Esse benefício é observado diariamente por Erica Capriata Gonçalves, 32, no filho Pedro de 1 ano e 4 meses, que nasceu com uma síndrome genética rara, chamada Síndrome de Sotos. Entre as características dessa síndrome estão o atraso no desenvolvimento, más-formações cerebrais e hipotonia. Por isso, Pedro começou a fazer fisioterapia desde os três meses de vida. “Toda semana, ele ganha uma habilidade nova, e a fisioterapia é fundamental para o desenvolvimento dele. Sem o acompanhamento da fisioterapeuta, da terapeuta ocupacional, da fonoaudióloga, ele não estaria se desenvolvendo tão bem”, relata Erica.
Camila Albues, conta que esse é o objetivo da clínica, dar oportunidade para que as crianças sejam bem atendidas. “Queremos dar oportunidade para elas serem crianças num mundo tão atípico. Não são as crianças que são atípicas é o mundo que não consegue enxergar a beleza delas”.
Apesar do acompanhamento e das alegrias proporcionadas pelo desenvolvimento constante, os pais relatam dificuldade na inclusão das crianças em ambientes sociais, como na escola. Thaciane Garcia, 28, relata as batalhas enfrentadas para encontrar uma escola que atendesse às necessidades de Diana, que completa 5 anos no início de outubro, diagnosticada com microcefalia. A mãe dela contraiu Zika Vírus no quarto mês de gestação.

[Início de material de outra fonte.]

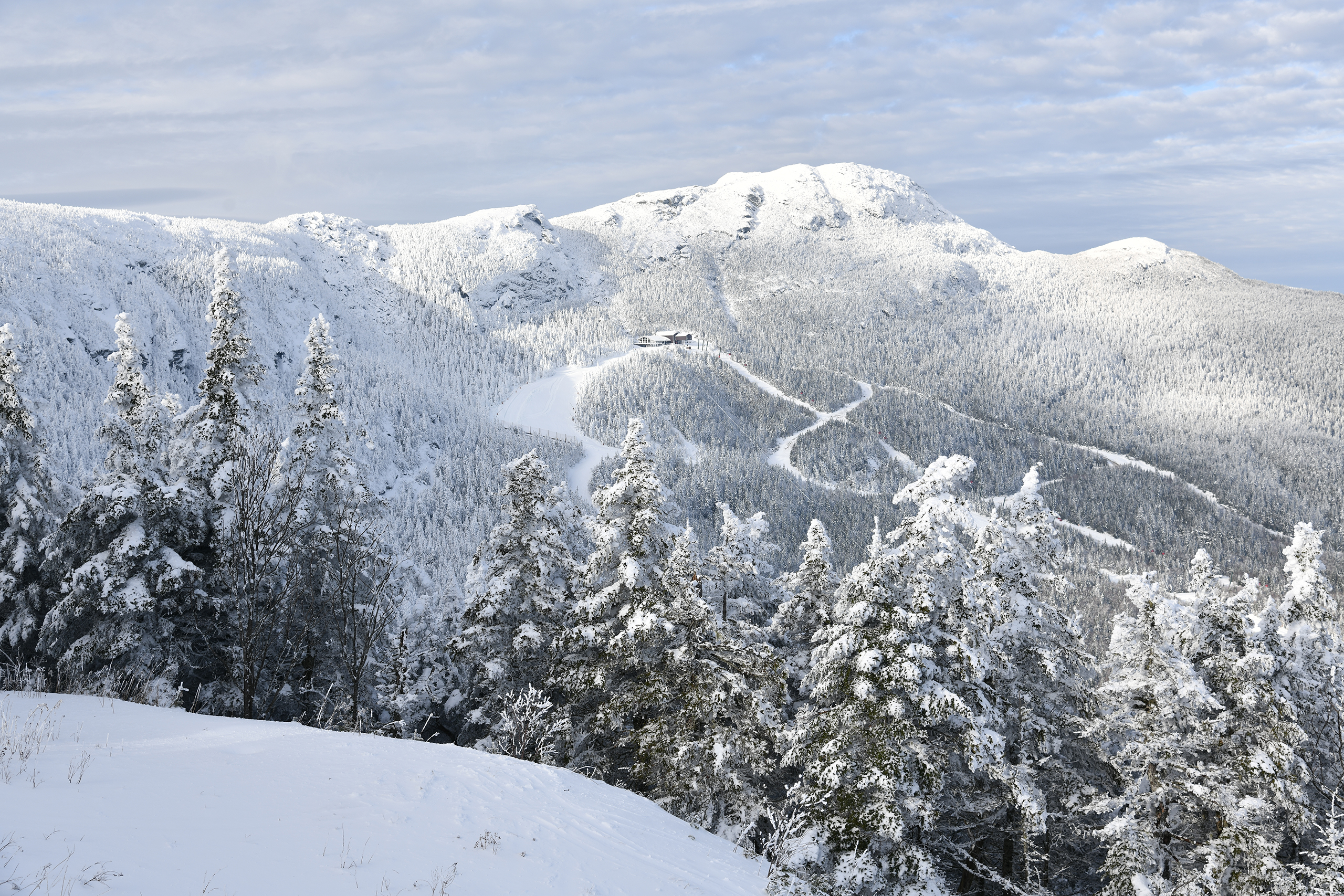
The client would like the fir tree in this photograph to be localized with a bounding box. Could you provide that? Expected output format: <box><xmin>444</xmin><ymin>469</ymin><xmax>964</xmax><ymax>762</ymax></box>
<box><xmin>555</xmin><ymin>418</ymin><xmax>670</xmax><ymax>773</ymax></box>
<box><xmin>1090</xmin><ymin>555</ymin><xmax>1306</xmax><ymax>896</ymax></box>
<box><xmin>40</xmin><ymin>314</ymin><xmax>218</xmax><ymax>699</ymax></box>
<box><xmin>771</xmin><ymin>520</ymin><xmax>840</xmax><ymax>701</ymax></box>
<box><xmin>558</xmin><ymin>420</ymin><xmax>783</xmax><ymax>833</ymax></box>
<box><xmin>454</xmin><ymin>451</ymin><xmax>576</xmax><ymax>752</ymax></box>
<box><xmin>788</xmin><ymin>457</ymin><xmax>1005</xmax><ymax>893</ymax></box>
<box><xmin>968</xmin><ymin>468</ymin><xmax>1106</xmax><ymax>889</ymax></box>
<box><xmin>0</xmin><ymin>324</ymin><xmax>59</xmax><ymax>662</ymax></box>
<box><xmin>707</xmin><ymin>502</ymin><xmax>780</xmax><ymax>639</ymax></box>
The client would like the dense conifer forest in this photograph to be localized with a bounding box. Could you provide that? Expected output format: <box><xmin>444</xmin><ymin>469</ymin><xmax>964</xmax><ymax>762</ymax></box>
<box><xmin>0</xmin><ymin>165</ymin><xmax>1344</xmax><ymax>896</ymax></box>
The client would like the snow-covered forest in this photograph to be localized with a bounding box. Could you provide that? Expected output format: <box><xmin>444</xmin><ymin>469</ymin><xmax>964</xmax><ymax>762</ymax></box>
<box><xmin>0</xmin><ymin>165</ymin><xmax>1344</xmax><ymax>896</ymax></box>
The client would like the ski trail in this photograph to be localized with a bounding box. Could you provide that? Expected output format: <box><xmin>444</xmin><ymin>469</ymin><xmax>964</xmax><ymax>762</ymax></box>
<box><xmin>719</xmin><ymin>353</ymin><xmax>1145</xmax><ymax>552</ymax></box>
<box><xmin>881</xmin><ymin>385</ymin><xmax>1263</xmax><ymax>529</ymax></box>
<box><xmin>706</xmin><ymin>344</ymin><xmax>903</xmax><ymax>483</ymax></box>
<box><xmin>766</xmin><ymin>380</ymin><xmax>872</xmax><ymax>488</ymax></box>
<box><xmin>494</xmin><ymin>348</ymin><xmax>644</xmax><ymax>504</ymax></box>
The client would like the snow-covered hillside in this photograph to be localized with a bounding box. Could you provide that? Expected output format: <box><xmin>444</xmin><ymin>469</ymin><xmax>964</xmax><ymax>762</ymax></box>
<box><xmin>0</xmin><ymin>164</ymin><xmax>1344</xmax><ymax>602</ymax></box>
<box><xmin>0</xmin><ymin>692</ymin><xmax>766</xmax><ymax>896</ymax></box>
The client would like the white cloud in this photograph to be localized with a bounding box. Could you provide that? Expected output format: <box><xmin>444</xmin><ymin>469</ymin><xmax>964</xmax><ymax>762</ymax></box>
<box><xmin>0</xmin><ymin>0</ymin><xmax>1344</xmax><ymax>289</ymax></box>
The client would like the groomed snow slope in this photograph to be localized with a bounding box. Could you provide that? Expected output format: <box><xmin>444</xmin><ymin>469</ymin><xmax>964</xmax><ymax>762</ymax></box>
<box><xmin>0</xmin><ymin>693</ymin><xmax>766</xmax><ymax>896</ymax></box>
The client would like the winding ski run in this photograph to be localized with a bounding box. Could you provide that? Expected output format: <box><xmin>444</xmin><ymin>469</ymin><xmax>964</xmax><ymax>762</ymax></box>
<box><xmin>495</xmin><ymin>344</ymin><xmax>1268</xmax><ymax>552</ymax></box>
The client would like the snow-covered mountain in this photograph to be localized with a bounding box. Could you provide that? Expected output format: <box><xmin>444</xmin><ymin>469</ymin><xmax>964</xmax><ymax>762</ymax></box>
<box><xmin>0</xmin><ymin>164</ymin><xmax>1344</xmax><ymax>602</ymax></box>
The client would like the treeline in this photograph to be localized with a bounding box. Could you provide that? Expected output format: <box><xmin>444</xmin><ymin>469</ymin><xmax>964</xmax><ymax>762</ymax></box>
<box><xmin>449</xmin><ymin>433</ymin><xmax>1344</xmax><ymax>896</ymax></box>
<box><xmin>0</xmin><ymin>250</ymin><xmax>421</xmax><ymax>731</ymax></box>
<box><xmin>8</xmin><ymin>258</ymin><xmax>1344</xmax><ymax>896</ymax></box>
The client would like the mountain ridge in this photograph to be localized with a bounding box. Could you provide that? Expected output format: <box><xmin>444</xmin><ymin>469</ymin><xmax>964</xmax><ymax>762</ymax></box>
<box><xmin>0</xmin><ymin>163</ymin><xmax>1344</xmax><ymax>607</ymax></box>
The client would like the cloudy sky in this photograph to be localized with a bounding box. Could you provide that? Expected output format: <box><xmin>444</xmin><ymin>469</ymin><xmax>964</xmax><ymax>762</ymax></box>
<box><xmin>0</xmin><ymin>0</ymin><xmax>1344</xmax><ymax>290</ymax></box>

“Algumas escolas particulares quiseram que a gente pagasse outro salário para uma pessoa ficar com ela. Em uma delas, eu fiquei na adaptação, dentro da sala com a Diana durante duas semanas, mas dessa forma ela não iria se adaptar. A gente chegou a ouvir ‘não tem como aceitar sua filha’”, lembra Thaciane.
Antes da pandemia, Diana conseguiu uma vaga em uma escola pública, onde tem o acompanhamento de um profissional totalmente dedicado às necessidades dela. Sentindo-se acolhida, tanto pela estrutura quanto pelas outras crianças, Thaciane chegou à conclusão de que se soubesse que seria dessa forma não teria nem tentado a adaptação em escolas particulares.
Além da falta de acessibilidade, as mães lidam com outra questão, o isolamento social, afastamento de amigos e familiares após o diagnóstico dos filhos. O comportamento é visto em coisas como, não procurar fazer parte da vida da criança ou deixar de convidá-la para uma festa de aniversário infantil.
Esse isolamento parte da falta de aceitação do diagnóstico. Sobre isso, as mães relatam que algumas pessoas da própria família começaram a usar os jargões “ele vai ser curado”, “isso não existe, com o tempo vai ficar tudo bem”. Com o passar do tempo, elas relatam que as pessoas passaram a entender mais sobre a situação e que a criança não precisa de cura. E são felizes do jeito que são.
Tanto Sara quando Erica encontraram suporte em redes de apoio de mães que têm filhos com alguma deficiência. “As pessoas encaram como um fardo ser mãe de uma criança com deficiência, uma cruz. Chamam a gente de guerreira, como se estivéssemos num patamar diferente de mãe e acabam dizendo que, no fundo, a gente foi escolhida porque é mais forte ou tem mais capacidade que outras mães. E não é isso. Somos mães como quaisquer outras”, afirma Sara ao comentar que continuará na sua luta diária em busca de terapias que proporcionem melhor qualidade de vida ao pequeno Benjamim.